Mikisikwaso, elle coud des perles

Les motifs et les symboles sur les vêtements et les objets de notre peuple, aussi étranges ont-ils pu paraître aux yeux des Européens, étaient pour nous des manières de nous différencier, de marquer notre appartenance à un territoire, à une nation plutôt qu’à une autre.

Les motifs de plantes, d’animaux et géométriques arborés par nos ancêtres étaient à la fois des éléments de notre culture, de notre identité et de notre territoire qui s’entremêlaient dans les symboles graphiques.
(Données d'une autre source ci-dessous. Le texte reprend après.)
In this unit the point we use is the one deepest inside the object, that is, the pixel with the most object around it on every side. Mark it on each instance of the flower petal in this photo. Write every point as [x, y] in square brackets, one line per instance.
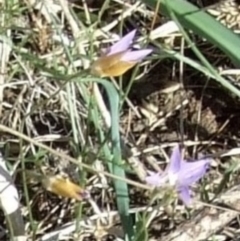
[135, 56]
[184, 194]
[191, 172]
[123, 44]
[175, 161]
[156, 179]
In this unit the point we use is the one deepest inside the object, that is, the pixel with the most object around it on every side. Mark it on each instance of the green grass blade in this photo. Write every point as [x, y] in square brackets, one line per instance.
[202, 24]
[116, 166]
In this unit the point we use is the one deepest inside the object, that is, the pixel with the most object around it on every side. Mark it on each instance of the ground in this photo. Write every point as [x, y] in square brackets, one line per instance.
[168, 102]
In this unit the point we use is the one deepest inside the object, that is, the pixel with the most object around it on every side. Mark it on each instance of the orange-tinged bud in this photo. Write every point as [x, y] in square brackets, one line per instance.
[63, 187]
[111, 66]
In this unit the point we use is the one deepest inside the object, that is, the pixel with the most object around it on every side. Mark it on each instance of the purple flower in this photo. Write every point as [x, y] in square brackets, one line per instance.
[123, 45]
[180, 174]
[118, 58]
Puisque la confection d’objets et de vêtements s’inspirait de la nature qui nous entoure, elle dépeignait en quelques sortes le territoire auquel il leur fallait chaque jour s’adapter et dont nous faisons encore partie aujourd’hui.

Retrouver ces motifs, c’est donc retrouver une part importante de notre passé, mais aussi de notre identité actuelle. Les textes sont inspirés de la recherche Le patrimoine graphique anicinabe dans les sources écrites anciennes, que vous pouvez lire ici. Et les images proviennent d’objets anicinabe répertoriés à travers les musées.

Wikwan

Les motifs d’écorce

De nombreux autres objets en écorce de bouleau étaient décorés, ou encore découpés à même l’écorce pour produire une figure. Par exemple, on découpait toutes sortes de figures animales dans l’écorce des arbres pour servir de jouets pour les enfants. Ces figures découpées pouvaient aussi servir de patrons, afin de marquer de manière régulière les motifs sur les paniers ou sur les canots d’écorce.

Autrefois, le marquage des dents sur les fines feuilles d’écorce servait à réaliser des motifs. Une autre technique consistait à gratter le cambium de l’écorce de bouleau, afin de faire ressortir, par contraste de couleurs, les motifs et les figures voulus.

Kawik

Les motifs de piquants de porc-épic

En plus des motifs sur écorce, autrefois les anicinabek décoraient avec des piquants de porc-épic qui formaient des motifs géométriques. Samuel de Champlain a rapporté que le peuple anicinabe était réputé pour l’application sur les robes de longues bandes formées de piquants de porc-épic teints en rouge.

Migis

Les motifs perlés

Le déclin de la décoration avec les piquants de porc-épic a été accompagné par la popularité croissante des tissus et des étoffes décorés de perles de verre, fils de soie et autres ornementations. Ces perles pouvaient être appliquées sur le cuir de fabrication domestique (les peaux boucanées). Il est généralement admis que les motifs floraux « perlés » ont été créés dans le sud du Manitoba par les femmes métisses, puis répandus partout dans le Nord canadien avec la grande mobilité de la main-d’œuvre dans la traite des fourrures au XIXe siècle.

Les motifs floraux en perles de verre ou fils brodés semblaient plus communs dans les communautés situées plus au nord, endroit où les interactions avec le personnel de la traite des fourrures en lien constant avec l’Ouest ont été plus fréquentes et surtout jusqu’à une date plus tardive. Comme pour les articles décorés par les femmes métisses, ceux décorés de motifs floraux par les femmes anicinabek semblent avoir été souvent produits à des fins commerciales.

Ogikotcikan – Les motifs sculptés

Plusieurs types d’objets portant des décorations étaient faites de bois ou d’os : certains étaient sculptés, d’autres étaient gravés. Le monde minéral a aussi servi de support à l’expression graphique, que ce soit sur des petits objets sculptés, comme les pipes ou les pendentifs ou les poteries et les vases.